Da una decina d’anni a questa parte, chi vuole vendere o comprare casa deve fare i conti con un ostacolo che può risultare insormontabile. Questo ostacolo si chiama “conformità”. In parole semplici, significa che lo stato in cui si trova l’immobile al momento della compravendita deve corrispondere esattamente a quello che risulta nel fascicolo custodito presso gli uffici comunali.
Può sembrare un’ovvietà, perché ogni immobile dovrebbe essere in regola con i permessi di costruzione. Ma non è così. Fino a pochi anni fa, per effettuare una compravendita, bastava fare due visure: catastale e ipotecaria. Con la prima si otteneva la piantina dell’appartamento con il numero dei vani, la zona censuaria e la categoria catastale.

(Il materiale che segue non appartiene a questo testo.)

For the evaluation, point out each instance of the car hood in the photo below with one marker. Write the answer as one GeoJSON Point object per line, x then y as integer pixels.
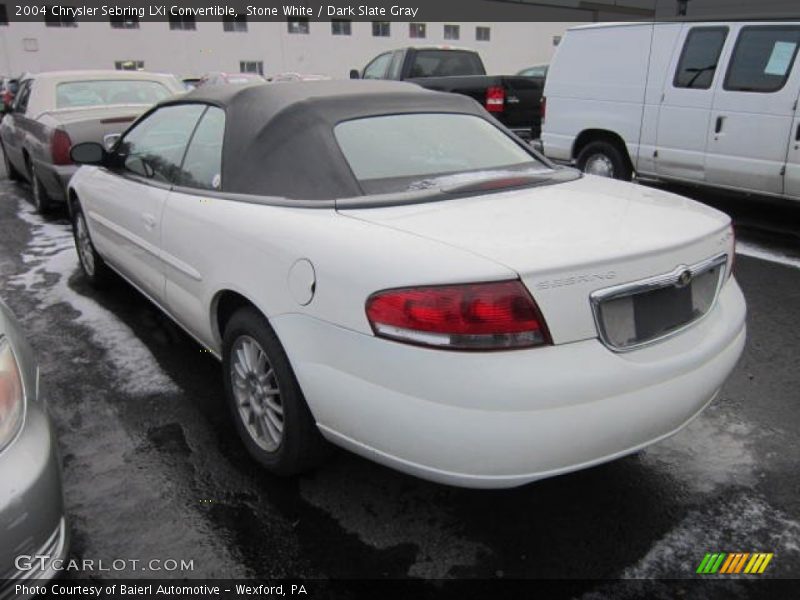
{"type": "Point", "coordinates": [567, 240]}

La seconda visura serviva ad accertare che l’immobile fosse libero da vincoli e ipoteche. Poi si andava dal notaio e si fissava la data del rogito. I tempi si allungavano solo nel caso in cui l’acquirente aveva necessità d’un mutuo, perché la banca doveva preparare l’istruttoria e mettere a punto il contratto di mutuo.

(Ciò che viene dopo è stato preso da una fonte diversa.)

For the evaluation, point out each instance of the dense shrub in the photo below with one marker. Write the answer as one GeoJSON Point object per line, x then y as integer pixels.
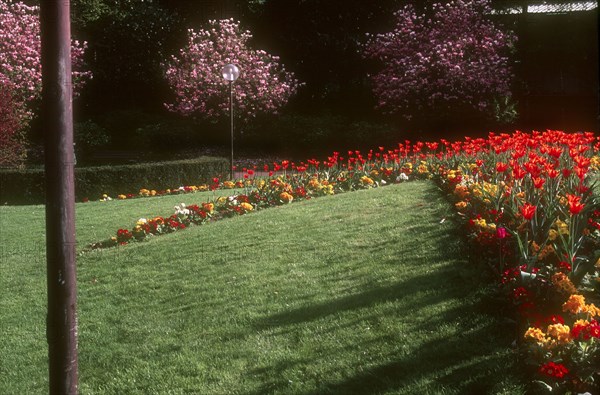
{"type": "Point", "coordinates": [88, 137]}
{"type": "Point", "coordinates": [28, 186]}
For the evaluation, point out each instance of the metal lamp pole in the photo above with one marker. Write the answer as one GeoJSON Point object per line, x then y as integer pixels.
{"type": "Point", "coordinates": [231, 73]}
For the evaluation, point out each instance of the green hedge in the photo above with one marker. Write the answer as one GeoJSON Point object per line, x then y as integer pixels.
{"type": "Point", "coordinates": [28, 186]}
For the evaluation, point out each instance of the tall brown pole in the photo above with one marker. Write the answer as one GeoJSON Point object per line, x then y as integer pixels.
{"type": "Point", "coordinates": [57, 116]}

Ma c’era un problema: i dati del catasto spesso non corrispondevano a quelli degli uffici comunali. Perché un proprietario poteva (e può ancora) accatastare un immobile inserendo una piantina con lo stato di fatto. In altre parole, una divisione che non risultava negli uffici comunali poteva tranquillamente essere registrata al catasto.

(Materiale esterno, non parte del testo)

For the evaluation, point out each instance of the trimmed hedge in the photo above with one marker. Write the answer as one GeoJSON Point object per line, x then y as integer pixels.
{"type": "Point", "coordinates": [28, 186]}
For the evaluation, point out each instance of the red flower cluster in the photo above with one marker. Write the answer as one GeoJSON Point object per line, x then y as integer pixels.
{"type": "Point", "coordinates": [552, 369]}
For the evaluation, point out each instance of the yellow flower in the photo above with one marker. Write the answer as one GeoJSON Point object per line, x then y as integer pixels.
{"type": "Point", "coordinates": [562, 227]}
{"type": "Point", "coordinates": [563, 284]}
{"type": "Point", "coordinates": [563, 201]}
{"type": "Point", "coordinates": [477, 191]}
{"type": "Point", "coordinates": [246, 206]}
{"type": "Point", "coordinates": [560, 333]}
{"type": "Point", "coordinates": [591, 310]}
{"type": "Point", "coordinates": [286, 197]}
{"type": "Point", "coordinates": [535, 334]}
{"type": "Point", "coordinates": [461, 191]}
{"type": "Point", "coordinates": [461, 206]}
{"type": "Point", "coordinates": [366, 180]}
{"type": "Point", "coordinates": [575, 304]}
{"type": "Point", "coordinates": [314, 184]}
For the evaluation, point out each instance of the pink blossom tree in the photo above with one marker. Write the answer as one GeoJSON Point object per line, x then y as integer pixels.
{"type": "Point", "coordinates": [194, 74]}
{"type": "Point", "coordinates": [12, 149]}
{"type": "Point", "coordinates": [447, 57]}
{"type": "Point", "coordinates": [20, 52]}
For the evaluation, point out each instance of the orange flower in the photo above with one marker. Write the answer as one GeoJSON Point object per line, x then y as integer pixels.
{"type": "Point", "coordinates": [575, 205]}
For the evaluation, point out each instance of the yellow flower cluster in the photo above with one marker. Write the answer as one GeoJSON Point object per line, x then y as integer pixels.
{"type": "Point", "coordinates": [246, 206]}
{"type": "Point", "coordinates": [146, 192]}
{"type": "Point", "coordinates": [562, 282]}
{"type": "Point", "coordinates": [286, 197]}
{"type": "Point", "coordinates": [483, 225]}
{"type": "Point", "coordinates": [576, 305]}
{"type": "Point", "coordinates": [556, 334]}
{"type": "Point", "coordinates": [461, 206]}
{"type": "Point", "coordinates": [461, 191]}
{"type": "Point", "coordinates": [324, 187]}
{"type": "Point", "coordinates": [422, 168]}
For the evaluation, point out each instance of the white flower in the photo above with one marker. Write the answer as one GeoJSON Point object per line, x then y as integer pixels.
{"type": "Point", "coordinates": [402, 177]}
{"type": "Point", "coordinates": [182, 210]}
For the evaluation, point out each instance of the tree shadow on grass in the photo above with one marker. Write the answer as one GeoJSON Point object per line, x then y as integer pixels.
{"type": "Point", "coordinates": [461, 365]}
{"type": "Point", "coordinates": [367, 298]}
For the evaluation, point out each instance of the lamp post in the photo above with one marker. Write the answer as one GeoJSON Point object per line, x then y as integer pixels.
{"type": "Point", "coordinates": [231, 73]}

E così, invece di obbligare proprietari e costruttori ad accatastare solo dopo un visto degli uffici edilizi dei Comuni, hanno tirato fuori il certificato di conformità. Con il risultato che adesso si continua ad accatastare quello che si vuole ma poi bisogna allegare la conformità. Un pasticcio tipicamente italiano. Perché spesso bisogna fare i conti anche con genio civile, soprintendenze e burocrazie che finiscono per costruire un labirinto senza via d’uscita.
La conseguenza è che se hai un vecchio appartamento dove, per fare un esempio, 40 anni fa hanno chiuso un balcone per ricavarne un bagno che non è stato mai condonato, non puoi venderlo. Per farlo devi rivolgerti ai signori della conformità e chiedere una sanatoria.
E qui arriva un’altra sorpresa. La stagione dei condoni non è mai finita. Esiste un condono permanente di cui nessuno parla mai. Si chiama: Sanatoria di opere realizzate in assenza o difformità del titolo edilizio. Costa cara, fino a tre volte il costo di costruzione. Ma non è detto. Perché gli specialisti del ramo (geometri, architetti, ingegneri) in cambio di una ricca parcella istruiscono le pratiche cercando di utilizzare a loro favore la miriade di leggi e leggine in vigore. Poi vanno negli uffici comunali e trattano. Se riescono a far applicare un certo comma di una vecchia legge, possono ottenere sconti anche consistenti.
Alla fine lo stesso condono può costare cinquemila o cinquantamila euro. A discrezione del responsabile che ti trovi di fronte in Comune. Nessuna certezza. Nessuna trasparenza. È un calvario che può durare anche anni. Solo per l’accesso agli atti, ossia per andare a vedere che cosa c’è nel fascicolo comunale relativo al tuo immobile, a Roma ci vogliono almeno tre mesi.
Ecco. Invece di parlare tanto, come fa adesso il nuovo governo gialloverde, di semplificazione burocratica e anticorruzione, basterebbe intervenire seriamente e immediatamente sulla conformità e sul catasto. È chiedere troppo?